Hoje, no Quartas do Escurinho acho melhor você nem se animar muito. Vou falar sobre dois filmes que não recomendo a ida ao cinema.

O primeiro deles é "Austrália" que, sinceramente, dá vontade de dormir, principalmente no escurinho e gelinho do cinema.


O filme conta a história de ... hummm. O que é mesmo? Qual a história? ... Bem, podemos dizer que o filme é bem eclético, pra não ser maldosa. Tem história pra todos os gostos. Em quase 3 horas de duração vemos a clássica história da aristocrata besta que se apaixona pelo bruto selvagem dos matos, vemos histórias de um verdadeiro western, vemos um drama de guerra... quê mais? ... Vemos uma fábula e muito mais. Por essas e outras o espectador se cansa e sai do cinema sem entender direito qual é a do filme. Parece até Grey's Anatomy nas primeiras temporadas, é um drama apenas ou é um drama médico ou é uma tentativa de inovar a tradicional e sensacional ER. Pois bem, saímos da sala do cinema sem entender o gênero do filme. Mas nem só de coisas ruins é feito este filme: do meio pro final a atuação de Nicole Kidman volta a ser tão boa quanto seus outros filmes (não vou mentir, eu realmente acho a Nicole uma ótima atriz). O Hugh Jackman (que também gosto muito) está muito bem, mesmo com aquela cena brega dele tomando banho no meio do mato, mas isso não é culpa dele, é da direção/roteiro. E palmas para o boyzinho que parece ser o personagem principal em alguns momentos, isso também é confuso. Em resumo: Austrália quer ser um Épico, gastou como um, mas não chega nem ao pé de ser um clássico épico do século XXI. Talvez se eles tivessem parado o filme quando eles chegam na cidade com os cavalos, as coisas tivessem sido um pouco melhores.

O outro filme desta Quarta do Escurinho é "Sim, Senhor" estrelado por Jim Carrey.
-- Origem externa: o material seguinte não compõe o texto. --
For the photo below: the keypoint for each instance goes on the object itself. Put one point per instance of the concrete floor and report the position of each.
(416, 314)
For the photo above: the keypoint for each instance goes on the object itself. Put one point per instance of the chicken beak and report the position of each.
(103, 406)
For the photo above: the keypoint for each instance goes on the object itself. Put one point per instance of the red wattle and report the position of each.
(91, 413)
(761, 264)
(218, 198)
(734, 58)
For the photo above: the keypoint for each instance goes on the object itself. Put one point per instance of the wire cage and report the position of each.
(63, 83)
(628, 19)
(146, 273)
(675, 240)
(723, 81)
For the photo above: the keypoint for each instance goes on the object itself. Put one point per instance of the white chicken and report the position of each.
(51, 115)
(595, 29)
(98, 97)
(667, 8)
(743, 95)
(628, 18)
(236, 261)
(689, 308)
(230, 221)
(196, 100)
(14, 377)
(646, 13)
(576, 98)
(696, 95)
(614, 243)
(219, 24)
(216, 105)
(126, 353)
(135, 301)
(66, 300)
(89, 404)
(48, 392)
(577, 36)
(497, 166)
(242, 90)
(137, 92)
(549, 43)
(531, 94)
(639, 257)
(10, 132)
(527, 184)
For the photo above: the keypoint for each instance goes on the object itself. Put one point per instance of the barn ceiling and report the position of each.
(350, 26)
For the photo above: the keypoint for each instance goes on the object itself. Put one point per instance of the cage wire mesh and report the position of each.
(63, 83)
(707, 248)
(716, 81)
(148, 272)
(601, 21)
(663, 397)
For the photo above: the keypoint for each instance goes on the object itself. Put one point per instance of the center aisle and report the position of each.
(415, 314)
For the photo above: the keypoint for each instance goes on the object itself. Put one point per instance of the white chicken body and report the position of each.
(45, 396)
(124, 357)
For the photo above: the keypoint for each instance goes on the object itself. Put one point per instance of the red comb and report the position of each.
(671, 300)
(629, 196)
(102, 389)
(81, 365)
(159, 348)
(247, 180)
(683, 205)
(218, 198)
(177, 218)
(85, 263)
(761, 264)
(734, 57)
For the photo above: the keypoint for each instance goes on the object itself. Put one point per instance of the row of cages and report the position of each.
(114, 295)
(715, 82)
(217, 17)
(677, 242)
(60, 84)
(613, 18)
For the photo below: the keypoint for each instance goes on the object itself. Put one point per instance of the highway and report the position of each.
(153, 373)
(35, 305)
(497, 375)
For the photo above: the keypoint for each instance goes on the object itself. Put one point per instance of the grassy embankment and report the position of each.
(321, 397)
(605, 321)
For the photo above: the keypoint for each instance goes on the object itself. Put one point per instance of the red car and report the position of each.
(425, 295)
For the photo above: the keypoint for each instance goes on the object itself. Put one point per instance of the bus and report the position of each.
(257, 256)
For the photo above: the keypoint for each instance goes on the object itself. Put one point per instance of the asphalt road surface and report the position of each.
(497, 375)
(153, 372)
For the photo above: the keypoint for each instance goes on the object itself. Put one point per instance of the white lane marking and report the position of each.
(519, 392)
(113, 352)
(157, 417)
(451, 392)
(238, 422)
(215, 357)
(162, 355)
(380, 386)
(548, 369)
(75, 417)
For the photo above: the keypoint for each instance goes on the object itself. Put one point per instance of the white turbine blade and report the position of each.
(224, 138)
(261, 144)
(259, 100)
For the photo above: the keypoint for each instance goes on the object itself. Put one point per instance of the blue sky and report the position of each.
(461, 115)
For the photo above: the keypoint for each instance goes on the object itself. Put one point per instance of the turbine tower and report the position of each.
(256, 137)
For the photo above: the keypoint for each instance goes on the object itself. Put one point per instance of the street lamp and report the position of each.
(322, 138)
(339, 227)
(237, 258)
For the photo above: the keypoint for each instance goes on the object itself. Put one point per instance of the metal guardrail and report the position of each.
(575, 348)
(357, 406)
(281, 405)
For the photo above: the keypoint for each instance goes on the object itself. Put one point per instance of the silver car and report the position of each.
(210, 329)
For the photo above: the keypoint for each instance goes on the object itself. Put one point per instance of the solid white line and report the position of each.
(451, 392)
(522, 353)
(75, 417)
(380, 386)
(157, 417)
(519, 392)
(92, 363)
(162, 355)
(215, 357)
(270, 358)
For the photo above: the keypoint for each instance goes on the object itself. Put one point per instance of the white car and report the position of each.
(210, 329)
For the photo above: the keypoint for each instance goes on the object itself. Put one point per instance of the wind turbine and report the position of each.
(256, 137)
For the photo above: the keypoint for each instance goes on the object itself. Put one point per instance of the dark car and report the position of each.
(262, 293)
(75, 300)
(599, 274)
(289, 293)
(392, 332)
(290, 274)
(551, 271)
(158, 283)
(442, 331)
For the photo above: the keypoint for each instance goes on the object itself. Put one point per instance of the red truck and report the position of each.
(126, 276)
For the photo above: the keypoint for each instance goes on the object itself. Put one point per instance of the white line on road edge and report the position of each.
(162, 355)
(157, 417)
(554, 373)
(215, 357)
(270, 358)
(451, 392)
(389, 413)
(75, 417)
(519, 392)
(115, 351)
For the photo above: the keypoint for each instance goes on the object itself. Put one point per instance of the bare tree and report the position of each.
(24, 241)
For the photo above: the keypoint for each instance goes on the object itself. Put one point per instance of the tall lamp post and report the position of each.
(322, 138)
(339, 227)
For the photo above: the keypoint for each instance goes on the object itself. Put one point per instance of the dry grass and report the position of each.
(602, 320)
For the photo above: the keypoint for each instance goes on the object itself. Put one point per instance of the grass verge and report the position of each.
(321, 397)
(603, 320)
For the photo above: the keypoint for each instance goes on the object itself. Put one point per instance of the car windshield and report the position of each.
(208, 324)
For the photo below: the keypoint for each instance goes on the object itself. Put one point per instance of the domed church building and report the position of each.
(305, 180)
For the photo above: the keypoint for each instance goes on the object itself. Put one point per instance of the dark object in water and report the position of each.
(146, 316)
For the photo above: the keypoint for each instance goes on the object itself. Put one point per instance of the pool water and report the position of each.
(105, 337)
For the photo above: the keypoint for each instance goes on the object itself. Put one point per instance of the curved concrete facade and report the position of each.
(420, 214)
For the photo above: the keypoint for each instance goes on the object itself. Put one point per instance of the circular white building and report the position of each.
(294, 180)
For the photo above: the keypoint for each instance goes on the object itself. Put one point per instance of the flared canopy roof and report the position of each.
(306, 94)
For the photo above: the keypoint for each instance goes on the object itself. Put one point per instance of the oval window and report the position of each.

Então, sem muitas delongas, só tenho algumas observações: o filme diz ser uma comédia, mas só conseguiu me tirar apenas alguns sorrisos; é "um clichê em pessoa"; Jim Carrey está velho demais pra fazer as clássicas caras e bocas que, diga-se de passagem, odeio, prefiro ele em dramas (o eterno Máscara é um saco); e depois, nos créditos finais, a cena não acrescenta em nada, só deixa a gente com mais raiva. Mas teve uma coisa que eu gostei: eu revi o Bradley Cooper, o eterno e querido (pelo menos pra mim) Will Tippin de ALIAS. Não que ele seja um primor de ator, mas é porque o personagem dele em Alias era muuuuuito bom e eu quase morri quando ele saiu da série. Ainda bem que ele volta em episódios esporádicos (pouquíssimos) nas últimas temporadas.

Bom pessoal era isso! Aguardem a próxima quarta-feira porque vamos falar de ficção científica (adoro!!!).

bjú

1 comentários:

deban_bee disse...

Tem uma coisa que os dois filmes tem em comun: chroma key mal feito!!!